SUVs are endangering climate goals, report says

SUVs are endangering climate goals, report says

New report calls for tobacco-style advertising ban

A STUDY has called for a tobacco-style advertising ban on SUVs, the UK’s most popular style of car, in order to ensure the country meets its aims to reach “net-zero” greenhouse gas emissions by 2050.

The report, by the New Weather Institute think tank and the climate action charity Possible, found that SUVs are jeopardising the UK’s climate change goals and drew parallels between the decades-long campaign to ban advertising of tobacco products and the environmental impact of the cars.

It said: “Tobacco causes damage to the consumers, and tobacco companies benefit from the way that they hook their most loyal customers, and while, for example, SUVs are marketed as providing protection for drivers, their physical size, weight and pollution levels create a more dangerous and toxic urban environment for both drivers and pedestrians.”

The report specifically called for an advertising ban on cars with average carbon dioxide emissions of 160g/km or over, or cars that are over 4.8 metres in length. This would represent the dirtiest third of cars sold in the UK.

Andrew Simms, co-director of the New Weather Institute, told The Guardian: “Now that we know the human health and climate damage done by car pollution, it’s time to stop adverts making the problem worse. In a pandemic-prone world, people need clean air and more space on town and city streets.”

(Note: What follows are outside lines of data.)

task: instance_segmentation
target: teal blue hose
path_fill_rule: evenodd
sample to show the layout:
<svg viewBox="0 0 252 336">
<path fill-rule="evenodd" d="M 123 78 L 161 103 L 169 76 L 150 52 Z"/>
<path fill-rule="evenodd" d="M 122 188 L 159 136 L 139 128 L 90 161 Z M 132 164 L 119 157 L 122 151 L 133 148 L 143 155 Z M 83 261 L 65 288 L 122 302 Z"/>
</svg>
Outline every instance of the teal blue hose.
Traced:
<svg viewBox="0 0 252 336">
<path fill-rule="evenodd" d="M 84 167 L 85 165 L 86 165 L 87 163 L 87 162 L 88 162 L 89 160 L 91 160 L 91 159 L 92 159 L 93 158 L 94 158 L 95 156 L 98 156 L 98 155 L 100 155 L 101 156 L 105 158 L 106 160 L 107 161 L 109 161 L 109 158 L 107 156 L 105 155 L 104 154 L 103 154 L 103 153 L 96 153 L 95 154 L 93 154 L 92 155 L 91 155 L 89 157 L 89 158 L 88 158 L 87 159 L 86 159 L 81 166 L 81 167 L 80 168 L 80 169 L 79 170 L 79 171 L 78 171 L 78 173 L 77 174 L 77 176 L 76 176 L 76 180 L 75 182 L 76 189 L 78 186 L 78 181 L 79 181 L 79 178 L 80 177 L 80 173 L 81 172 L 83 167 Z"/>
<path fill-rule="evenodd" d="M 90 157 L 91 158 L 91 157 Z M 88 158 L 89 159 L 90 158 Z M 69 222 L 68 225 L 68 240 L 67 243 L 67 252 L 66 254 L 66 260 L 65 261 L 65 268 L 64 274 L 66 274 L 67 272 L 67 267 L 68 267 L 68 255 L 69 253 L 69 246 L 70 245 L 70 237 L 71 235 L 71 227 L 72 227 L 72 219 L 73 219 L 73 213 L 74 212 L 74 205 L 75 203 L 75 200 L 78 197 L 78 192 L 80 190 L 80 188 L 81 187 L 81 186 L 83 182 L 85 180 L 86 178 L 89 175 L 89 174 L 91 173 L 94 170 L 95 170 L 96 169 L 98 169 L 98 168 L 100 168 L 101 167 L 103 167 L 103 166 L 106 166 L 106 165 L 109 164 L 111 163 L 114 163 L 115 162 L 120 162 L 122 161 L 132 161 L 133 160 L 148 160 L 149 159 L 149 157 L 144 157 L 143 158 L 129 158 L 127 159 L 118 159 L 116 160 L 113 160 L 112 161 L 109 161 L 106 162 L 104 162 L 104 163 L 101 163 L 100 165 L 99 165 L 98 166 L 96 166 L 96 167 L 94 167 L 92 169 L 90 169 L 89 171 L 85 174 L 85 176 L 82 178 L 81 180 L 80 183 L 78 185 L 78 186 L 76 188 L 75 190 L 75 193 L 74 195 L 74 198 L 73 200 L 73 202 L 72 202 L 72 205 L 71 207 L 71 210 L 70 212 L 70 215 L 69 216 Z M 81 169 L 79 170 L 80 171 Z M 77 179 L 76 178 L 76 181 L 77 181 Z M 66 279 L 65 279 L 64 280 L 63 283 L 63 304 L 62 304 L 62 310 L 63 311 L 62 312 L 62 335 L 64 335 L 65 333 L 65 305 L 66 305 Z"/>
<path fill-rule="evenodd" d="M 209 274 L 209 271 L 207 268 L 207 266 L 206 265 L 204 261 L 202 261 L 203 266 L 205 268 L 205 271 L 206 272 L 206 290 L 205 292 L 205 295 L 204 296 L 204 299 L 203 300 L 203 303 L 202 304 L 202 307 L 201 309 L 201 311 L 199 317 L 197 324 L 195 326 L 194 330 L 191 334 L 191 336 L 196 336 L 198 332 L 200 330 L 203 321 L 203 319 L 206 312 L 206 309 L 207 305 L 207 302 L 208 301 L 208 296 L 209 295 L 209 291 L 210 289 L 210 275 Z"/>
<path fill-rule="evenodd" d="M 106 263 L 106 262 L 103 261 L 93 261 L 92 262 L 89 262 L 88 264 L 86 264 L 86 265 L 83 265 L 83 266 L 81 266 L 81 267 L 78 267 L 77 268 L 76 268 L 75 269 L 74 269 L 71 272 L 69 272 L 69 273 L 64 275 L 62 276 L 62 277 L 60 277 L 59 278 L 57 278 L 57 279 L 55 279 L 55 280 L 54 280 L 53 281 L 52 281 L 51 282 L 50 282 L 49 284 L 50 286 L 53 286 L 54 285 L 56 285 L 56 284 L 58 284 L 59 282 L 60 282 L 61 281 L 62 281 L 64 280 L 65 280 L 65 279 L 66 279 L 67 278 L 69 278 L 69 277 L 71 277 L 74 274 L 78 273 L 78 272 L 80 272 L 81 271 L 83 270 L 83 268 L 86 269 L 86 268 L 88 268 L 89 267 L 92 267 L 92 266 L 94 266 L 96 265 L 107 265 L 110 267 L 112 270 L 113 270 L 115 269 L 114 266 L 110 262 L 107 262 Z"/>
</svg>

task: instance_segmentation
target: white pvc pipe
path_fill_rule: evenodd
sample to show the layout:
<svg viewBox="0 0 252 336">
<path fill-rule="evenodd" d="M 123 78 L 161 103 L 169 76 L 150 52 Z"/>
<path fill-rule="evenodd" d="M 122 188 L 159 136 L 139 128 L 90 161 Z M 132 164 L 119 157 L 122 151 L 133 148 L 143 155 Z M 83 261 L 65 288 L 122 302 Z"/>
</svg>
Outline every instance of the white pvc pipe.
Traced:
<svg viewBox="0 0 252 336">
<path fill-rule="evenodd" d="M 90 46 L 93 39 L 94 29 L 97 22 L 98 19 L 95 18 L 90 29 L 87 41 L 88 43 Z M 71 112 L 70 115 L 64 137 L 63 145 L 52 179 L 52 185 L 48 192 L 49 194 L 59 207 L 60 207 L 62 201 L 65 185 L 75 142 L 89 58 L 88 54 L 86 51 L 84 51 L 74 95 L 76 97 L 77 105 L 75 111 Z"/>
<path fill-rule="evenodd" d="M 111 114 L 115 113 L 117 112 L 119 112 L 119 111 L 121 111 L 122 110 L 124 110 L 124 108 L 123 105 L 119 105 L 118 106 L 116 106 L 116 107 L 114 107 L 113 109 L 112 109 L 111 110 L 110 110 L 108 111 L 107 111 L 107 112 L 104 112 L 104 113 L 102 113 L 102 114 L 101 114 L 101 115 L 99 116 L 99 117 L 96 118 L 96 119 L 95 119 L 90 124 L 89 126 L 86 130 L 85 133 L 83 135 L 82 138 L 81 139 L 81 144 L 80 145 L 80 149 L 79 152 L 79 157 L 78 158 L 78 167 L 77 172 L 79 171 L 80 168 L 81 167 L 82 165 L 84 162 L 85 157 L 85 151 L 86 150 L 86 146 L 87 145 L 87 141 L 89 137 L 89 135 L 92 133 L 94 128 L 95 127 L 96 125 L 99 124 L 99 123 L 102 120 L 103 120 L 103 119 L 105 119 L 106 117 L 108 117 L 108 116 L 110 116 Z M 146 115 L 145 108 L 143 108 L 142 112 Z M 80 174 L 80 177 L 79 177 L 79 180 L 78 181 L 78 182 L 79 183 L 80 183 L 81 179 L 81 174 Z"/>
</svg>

He also said that advertising of the most environmentally harmful SUVs was, in effect, “upselling pollution”.

According to the International Energy Agency (IEA), the rise in popularity of internal combustion engine (ICE) SUVs both in the UK and around the world is the second-largest contributor to the rise in global emissions since 2010. This puts them above aviation and heavy industry.

They account for two of every five cars sold in the UK, while the market share of more environmentally friendly electric cars languishes at around 2%. The market share of SUVs in the US is even higher, sitting at 48%.

The IEA has previously warned that, if the sales of SUVs continue to grow at the same rate as they have during the last decade, they will account for an extra two million barrels of oil per day by 2040, cancelling out the positive environmental impact of 150 million electric cars. In 2019, it was estimated that there were 4.8 million electric cars on the roads globally.

The size and drag of SUVs mean that they are some of the most environmentally unfriendly cars on the road, consuming more fuel and producing more emissions. The IEA estimated that they eat through about a quarter more energy than medium-sized cars.

They are, however, some of the most profitable models for car companies, and therefore are often the most advertised. Ford, whose SUVs have the widest profit margins in its lineup, spends roughly 85% of its American advertising budget on SUVs and pickups, The Guardian noted.

Although the market share of pure-electric cars remains small, it is growing quickly, and electric SUVs represent a fair portion of the models available. Models currently available include the Jaguar I-Pace, the Tesla Model X and the Kia E-Niro, and models set for release in the future include the electric version of the BMW X3, the Nissan Ariya and an electric Range Rover.

A number of hybrids are also available, including the new Ford Kuga PHEV and the Honda CR-V, meaning that there are a number of options available for those who want the high stance and size of an SUV but are worried about their environmental impact. Mike Hawes, CEO of the Society of Motor Manufacturers and Traders (SMMT), pointed out that a quarter of the zero-emission models currently available in the UK are SUVs.

He said: “SUVs are an increasingly popular choice, available in a range of sizes, and valued for their style, practicality, higher ride and commanding view of the road. To single out a particular body type is to ignore the huge advances in emissions and powertrain technology made with every new model. Ongoing investment means today’s vehicles of all types are the cleanest in history, with average CO2 emissions from dual purpose cars more than 43% lower than 20 years ago. Their body type is also well suited for alternative fuel usage, making up more than a quarter of the 80 different zero emission-capable models available to UK buyers.”